Partout ailleurs le Mouvement des Sans Terre participait de la Journée de Lutte nationale du 11 juillet : dès le matin, ses militant(e)s avec, dans certains Etats, d’autres militant(e)s syndicaux(ale)s et d’autres mouvements sociaux, bloquaient certaines des routes nationales les plus importantes (les “BRs”).
A Sergipe, les Sans Terre ont bloqué les routes de l’Etat à 12 endroits, dans les 5 régions de l’Etat. Près de 3000 Sans Terre ont participé aux mobilisations. Un chiffre important dans le contexte actuel.
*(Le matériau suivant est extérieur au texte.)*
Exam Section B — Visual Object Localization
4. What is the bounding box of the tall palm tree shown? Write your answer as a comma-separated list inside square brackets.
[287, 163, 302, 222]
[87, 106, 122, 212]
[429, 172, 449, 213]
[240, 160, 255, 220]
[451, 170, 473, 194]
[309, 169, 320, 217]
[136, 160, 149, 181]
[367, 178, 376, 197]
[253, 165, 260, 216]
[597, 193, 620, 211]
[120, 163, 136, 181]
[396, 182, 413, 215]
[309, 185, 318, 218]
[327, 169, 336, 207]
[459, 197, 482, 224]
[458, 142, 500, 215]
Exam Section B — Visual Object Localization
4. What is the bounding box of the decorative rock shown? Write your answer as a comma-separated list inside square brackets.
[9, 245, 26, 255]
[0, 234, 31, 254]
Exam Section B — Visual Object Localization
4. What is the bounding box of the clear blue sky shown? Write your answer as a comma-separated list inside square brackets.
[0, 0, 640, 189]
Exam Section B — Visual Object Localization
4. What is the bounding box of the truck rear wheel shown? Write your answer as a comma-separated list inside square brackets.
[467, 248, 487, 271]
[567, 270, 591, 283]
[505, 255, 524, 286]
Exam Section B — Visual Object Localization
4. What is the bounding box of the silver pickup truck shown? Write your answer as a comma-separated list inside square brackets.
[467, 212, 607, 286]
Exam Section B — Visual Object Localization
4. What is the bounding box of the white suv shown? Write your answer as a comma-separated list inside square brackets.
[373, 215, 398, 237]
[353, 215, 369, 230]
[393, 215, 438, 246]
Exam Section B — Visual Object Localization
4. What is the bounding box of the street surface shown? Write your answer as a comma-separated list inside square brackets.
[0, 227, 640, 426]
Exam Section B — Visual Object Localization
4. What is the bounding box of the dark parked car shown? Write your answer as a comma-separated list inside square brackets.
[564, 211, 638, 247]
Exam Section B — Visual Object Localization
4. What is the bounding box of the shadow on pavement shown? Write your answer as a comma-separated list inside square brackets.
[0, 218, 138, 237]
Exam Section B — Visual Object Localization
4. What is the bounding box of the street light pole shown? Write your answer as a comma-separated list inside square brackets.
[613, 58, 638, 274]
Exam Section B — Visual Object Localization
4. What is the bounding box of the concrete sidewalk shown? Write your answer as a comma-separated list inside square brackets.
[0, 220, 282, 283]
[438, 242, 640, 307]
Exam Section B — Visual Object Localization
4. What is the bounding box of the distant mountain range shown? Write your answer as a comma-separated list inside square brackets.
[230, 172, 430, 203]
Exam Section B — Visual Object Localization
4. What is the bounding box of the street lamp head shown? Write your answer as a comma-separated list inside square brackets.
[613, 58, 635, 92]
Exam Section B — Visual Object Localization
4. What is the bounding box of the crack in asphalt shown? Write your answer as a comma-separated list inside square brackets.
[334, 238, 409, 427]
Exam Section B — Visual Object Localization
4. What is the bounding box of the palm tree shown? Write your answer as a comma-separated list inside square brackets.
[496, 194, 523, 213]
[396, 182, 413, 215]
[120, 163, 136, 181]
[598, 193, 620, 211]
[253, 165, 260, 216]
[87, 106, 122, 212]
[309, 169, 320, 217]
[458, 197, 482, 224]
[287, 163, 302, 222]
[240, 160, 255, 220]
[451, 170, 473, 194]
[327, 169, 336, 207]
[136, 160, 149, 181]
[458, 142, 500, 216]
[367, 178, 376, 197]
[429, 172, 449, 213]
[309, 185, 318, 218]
Les revendications, en plus de la plate-forme unitaire adoptée avec les centrales syndicales, portaient sur la Réforme Agraire et l’octroi immédiat de terres aux 8500 familles qui vivent dans les campements du MST à Sergipe. Exemple phare: les 220 familles du campement Tingui, le plus vieux de l’Etat (seize ans d’occupation!) ont reçu un mandat d’expulsion pour le mois d’août !
Octroi immédiat des terres de la réforme agraire
D’autres revendications s’ajoutaient, visant à améliorer le développement des assentamentos- unités de production agricole sur les terres que l’État doit légaliser en vertu de la réforme agraire, là où les familles ont déjà décroché une terre. A Glória, après le coupage de la route principale durant près d’une heure, 500 manifestant(e)s sont parti(e)s en direction du centre ville, où ils ont défilé devant les principales banques publiques pour exiger des crédits en faveur des producteurs, et devant la Compagnie d’assainissement et de distribution d’eau de l’Etat (Deso), pour y dénoncer l’état catastrophique du réseau – dans la ville même (la troisième plus importante de l’Etat de Sergipe !), les coupures d’eau durant plusieurs jours sont quasi-hebdomadaires, alors que dans certains assentamentos la facture arrive tous les mois… mais pas l’eau!
A noter à Sergipe une grève bien suivie dans le secteur des transports, des pétroliers, des ambulanciers et des salarié(e)s des banques. Une manifestation a réuni tout le monde en fin d’après-midi à Aracaju.
«Dilma Rousseff a entendu la voix de la rue»
La présidente Dilma Roussef se trouve dans une situation paradoxale : les syndicats défilent avec des exigences envers le gouvernement, mais la force de la mobilisation populaire peut l’aider à faire avancer son projet de référendum sur la réforme politique, qui vient d’être enterré par les présidents du Sénat et de l’Assemblée pour des raisons «pratiques». «Dilma Rousseff a entendu la voix de la rue et a lancé ce débat, mais sa base politique et parlementaire lui tient tête», analyse Joao Pedro Stedile, coordinateur national du Mouvement des Sans Terre.